À 55 ans, Patrick Pagès n'a plus rien à prouver. Chef salué par une étoile Michelin qu'il a conservée pendant 10 ans, passionné de vin au point de créer l'Association des sommeliers en Languedoc-Roussillon, sa passion devant les fourneaux a fait naître bien des vocations. Mais aujourd'hui, il a décidé de baisser le rideau. L'Hostellerie Chantoiseau, à Vialas, ne vivra pas une nouvelle saison. Déçu d'avoir cru, sans y parvenir, qu'on pouvait vivre et travailler au pays, le chef cévenol renonce…
Propos recueillis par J. B.

L'Hôtellerie Restauration : Depuis quand sentiez-vous la situation économique de votre établissement se dégrader ?
Patrick Pagès : C'est à partir de 1996 qu'on a vraiment ressenti une baisse d'activité. Les réservations étaient de plus en plus tardives, la clientèle évoluait vers des séjours plus courts. À partir de là, le chiffre d'affaires baissant, il a fallu compresser les dépenses pour faire plaisir au comptable et au banquier. C'est le début d'un cercle vicieux. On a moins de moyens pour attirer la clientèle, donc on devient moins attractif, donc le volume d'activité baisse un peu plus chaque année. Jusqu'à cette saison 2004 où nous avons perdu aussi de la clientèle en juillet et août. Par contre, les charges, elles, sont toujours là. On parle de zones franches pour les banlieues, mais dans certaines zones retirées comme la nôtre, ce ne serait pas une mauvaise solution.

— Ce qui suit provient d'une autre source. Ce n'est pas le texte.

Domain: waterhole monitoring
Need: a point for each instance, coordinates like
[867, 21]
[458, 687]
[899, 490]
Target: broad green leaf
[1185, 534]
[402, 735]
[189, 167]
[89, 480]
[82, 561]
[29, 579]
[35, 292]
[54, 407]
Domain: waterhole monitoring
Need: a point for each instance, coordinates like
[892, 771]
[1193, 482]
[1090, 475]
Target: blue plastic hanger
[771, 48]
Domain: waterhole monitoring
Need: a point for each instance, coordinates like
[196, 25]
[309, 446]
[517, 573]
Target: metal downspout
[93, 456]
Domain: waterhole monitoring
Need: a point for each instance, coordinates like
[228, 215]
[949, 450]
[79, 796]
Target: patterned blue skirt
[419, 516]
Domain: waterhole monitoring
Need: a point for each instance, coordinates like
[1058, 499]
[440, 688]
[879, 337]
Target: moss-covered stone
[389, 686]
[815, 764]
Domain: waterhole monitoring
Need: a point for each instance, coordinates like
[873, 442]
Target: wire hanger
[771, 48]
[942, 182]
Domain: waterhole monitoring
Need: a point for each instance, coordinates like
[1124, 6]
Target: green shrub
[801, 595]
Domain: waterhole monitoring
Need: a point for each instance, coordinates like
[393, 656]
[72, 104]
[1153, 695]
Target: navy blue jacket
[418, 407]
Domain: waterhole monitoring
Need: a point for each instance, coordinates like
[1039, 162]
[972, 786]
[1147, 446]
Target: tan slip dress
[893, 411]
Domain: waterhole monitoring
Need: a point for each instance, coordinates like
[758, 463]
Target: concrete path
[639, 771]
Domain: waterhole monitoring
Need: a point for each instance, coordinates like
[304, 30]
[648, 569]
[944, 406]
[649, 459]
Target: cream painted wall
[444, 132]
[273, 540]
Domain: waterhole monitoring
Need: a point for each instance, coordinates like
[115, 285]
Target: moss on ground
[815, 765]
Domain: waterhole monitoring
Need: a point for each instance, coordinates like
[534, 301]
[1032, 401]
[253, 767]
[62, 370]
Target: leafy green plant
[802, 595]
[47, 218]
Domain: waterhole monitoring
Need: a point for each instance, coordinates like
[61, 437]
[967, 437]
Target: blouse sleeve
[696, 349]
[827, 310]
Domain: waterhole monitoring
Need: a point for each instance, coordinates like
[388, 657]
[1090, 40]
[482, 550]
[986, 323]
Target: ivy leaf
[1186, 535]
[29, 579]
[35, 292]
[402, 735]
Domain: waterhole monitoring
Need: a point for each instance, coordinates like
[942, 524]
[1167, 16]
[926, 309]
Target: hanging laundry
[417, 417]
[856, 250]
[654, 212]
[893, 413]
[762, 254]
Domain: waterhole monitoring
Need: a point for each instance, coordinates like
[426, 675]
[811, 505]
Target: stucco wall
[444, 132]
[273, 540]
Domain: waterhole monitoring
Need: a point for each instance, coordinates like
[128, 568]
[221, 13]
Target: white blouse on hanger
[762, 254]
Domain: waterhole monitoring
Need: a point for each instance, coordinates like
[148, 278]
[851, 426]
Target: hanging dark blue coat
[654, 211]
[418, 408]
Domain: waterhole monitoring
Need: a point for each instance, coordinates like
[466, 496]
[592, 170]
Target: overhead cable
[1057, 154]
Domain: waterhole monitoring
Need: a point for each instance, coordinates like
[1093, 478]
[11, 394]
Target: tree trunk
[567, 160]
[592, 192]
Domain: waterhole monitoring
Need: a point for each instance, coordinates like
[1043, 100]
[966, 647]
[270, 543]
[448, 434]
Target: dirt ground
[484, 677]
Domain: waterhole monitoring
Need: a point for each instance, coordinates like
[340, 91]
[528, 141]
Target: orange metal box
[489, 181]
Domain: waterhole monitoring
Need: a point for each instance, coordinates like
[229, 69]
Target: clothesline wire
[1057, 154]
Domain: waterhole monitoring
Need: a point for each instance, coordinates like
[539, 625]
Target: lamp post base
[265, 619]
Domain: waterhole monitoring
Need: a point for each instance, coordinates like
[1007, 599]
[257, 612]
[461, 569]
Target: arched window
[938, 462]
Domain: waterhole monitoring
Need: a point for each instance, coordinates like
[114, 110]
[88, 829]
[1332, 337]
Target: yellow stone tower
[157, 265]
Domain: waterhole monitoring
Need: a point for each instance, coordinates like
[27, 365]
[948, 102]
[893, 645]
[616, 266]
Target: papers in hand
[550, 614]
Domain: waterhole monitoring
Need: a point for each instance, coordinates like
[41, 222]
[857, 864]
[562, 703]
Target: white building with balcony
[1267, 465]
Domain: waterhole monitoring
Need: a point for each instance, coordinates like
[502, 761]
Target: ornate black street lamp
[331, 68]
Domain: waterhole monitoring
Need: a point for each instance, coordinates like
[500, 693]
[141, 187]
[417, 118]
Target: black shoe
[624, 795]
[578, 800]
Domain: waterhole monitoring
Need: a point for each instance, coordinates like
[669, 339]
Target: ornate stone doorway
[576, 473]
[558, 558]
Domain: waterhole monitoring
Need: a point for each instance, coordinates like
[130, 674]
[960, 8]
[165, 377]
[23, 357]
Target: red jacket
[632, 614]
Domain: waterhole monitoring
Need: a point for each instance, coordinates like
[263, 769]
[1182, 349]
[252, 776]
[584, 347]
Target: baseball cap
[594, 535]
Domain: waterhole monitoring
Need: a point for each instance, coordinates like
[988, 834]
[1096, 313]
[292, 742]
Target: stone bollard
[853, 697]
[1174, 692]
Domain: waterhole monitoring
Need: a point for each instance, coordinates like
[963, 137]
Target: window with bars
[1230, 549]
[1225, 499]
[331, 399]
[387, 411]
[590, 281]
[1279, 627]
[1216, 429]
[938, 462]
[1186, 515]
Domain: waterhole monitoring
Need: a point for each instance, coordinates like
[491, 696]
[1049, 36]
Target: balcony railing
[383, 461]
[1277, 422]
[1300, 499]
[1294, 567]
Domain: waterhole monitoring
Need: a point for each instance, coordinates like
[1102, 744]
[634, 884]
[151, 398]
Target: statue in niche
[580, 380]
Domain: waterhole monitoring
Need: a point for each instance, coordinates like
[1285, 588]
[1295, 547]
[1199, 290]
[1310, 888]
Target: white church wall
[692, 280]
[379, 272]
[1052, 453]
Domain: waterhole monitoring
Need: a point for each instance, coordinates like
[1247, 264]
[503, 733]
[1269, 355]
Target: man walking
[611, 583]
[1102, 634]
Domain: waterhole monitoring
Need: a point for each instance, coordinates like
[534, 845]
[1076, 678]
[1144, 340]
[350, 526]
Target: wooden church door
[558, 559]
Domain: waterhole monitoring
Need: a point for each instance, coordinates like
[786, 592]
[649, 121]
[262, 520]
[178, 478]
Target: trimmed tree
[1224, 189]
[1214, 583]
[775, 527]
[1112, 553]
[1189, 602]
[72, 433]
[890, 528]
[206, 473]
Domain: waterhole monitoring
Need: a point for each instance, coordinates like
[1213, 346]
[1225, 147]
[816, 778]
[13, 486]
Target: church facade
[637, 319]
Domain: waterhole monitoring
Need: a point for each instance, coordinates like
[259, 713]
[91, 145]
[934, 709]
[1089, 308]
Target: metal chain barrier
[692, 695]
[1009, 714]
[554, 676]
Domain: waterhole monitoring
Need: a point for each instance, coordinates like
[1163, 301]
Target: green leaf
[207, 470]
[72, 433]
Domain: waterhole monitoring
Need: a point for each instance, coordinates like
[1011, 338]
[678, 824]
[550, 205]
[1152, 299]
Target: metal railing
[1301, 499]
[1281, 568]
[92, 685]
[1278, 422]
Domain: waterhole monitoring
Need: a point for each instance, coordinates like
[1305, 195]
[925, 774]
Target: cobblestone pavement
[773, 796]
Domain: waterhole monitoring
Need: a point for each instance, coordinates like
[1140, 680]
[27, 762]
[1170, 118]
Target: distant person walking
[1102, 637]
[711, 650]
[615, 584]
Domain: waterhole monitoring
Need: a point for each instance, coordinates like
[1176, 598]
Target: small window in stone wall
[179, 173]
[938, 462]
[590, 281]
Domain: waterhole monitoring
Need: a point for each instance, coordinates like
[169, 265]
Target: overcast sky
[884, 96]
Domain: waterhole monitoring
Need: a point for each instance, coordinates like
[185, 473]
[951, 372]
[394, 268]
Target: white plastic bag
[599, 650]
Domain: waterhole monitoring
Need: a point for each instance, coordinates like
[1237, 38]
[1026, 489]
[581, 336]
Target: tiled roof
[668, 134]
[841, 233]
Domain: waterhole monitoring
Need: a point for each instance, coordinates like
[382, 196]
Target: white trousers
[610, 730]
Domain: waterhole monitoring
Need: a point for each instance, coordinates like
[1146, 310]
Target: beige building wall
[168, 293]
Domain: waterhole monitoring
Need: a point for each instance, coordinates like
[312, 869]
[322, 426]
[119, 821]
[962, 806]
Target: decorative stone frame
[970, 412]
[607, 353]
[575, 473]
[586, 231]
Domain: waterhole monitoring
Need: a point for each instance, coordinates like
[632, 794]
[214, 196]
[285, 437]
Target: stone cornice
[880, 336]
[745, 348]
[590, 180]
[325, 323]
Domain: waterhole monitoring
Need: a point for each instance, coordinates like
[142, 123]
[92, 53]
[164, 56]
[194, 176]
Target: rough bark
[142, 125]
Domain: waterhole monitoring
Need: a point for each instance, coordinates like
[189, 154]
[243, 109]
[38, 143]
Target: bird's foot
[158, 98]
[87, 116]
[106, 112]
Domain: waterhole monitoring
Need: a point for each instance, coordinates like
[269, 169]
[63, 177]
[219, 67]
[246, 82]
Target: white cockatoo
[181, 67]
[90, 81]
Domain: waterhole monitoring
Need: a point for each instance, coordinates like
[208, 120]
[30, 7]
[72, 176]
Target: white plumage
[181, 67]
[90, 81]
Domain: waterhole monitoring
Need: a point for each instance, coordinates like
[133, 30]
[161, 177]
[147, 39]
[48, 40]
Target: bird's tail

Avez-vous le sentiment d'avoir tout fait pour sauver votre entreprise ?
Oui, car pour moi elle a toujours été essentielle. J'ai une histoire ici, tant de souvenirs de bonheur. Je n'ai donc jamais imaginé quitter définitivement Vialas, même lorsque les maires de Nîmes ou de Montpellier sont venus me chercher sans jamais concrétiser leurs promesses. Lorsque j'ai rejoint l'Espace Hérault à Paris, c'était aussi pour ramener de l'argent en Lozère et tenter d'assurer ainsi des emplois à l'année.
Être l'ambassadeur de la Sopexa en Europe de l'Est, servir ma cuisine sur des ferries en mer Baltique ou à bord d'un bateau de croisière dans les Antilles, tout cela n'avait qu'un sens : me donner les moyens de faire face aux charges d'une entreprise.
Mais dès le début des années 1980, j'aurais dû comprendre qu'un restaurant d'un certain niveau et les emplois qu'il créait n'intéressaient pas.
À ce moment-là, j'ai cru que des stages cuisine pouvaient prolonger la saison, mais il n'y avait personne pour m'aider à en assurer la promotion ou même imprimer un dépliant. Quand on a le sentiment d'être seul à essayer d'avancer dans une région où l'activité économique tourne au ralenti, on finit par s'arrêter un jour. Mais ce n'est pas un échec car je sais que j'ai mené un bon combat.

Que va devenir Chantoiseau ?
Nous avons mis la maison en vente. En attendant de trouver acquéreur, Christiane, mon épouse, va transformer une partie de la maison en chambres d'hôte et elle s'en occupera seule.

Et vous ?
Après un séjour de 3 mois au Gabon à l'automne dernier, je suis sur le marché du travail. J'étudie vos annonces, j'envoie des CV et je me rends compte que les employeurs ne répondent pas tous. Pourtant, je suis prêt à étudier toutes les propositions et pourquoi pas à nouveau à partir à l'étranger pour défendre l'idée d'une certaine cuisine française. Car cette passion-là ne m'a pas quitté !
Franchement, avec le vin, la cuisine et même le marketing, j'ai quelques cordes à mon arc. Si j'ai la chance de trouver quelqu'un avec un bon projet, je pourrai en faire la preuve.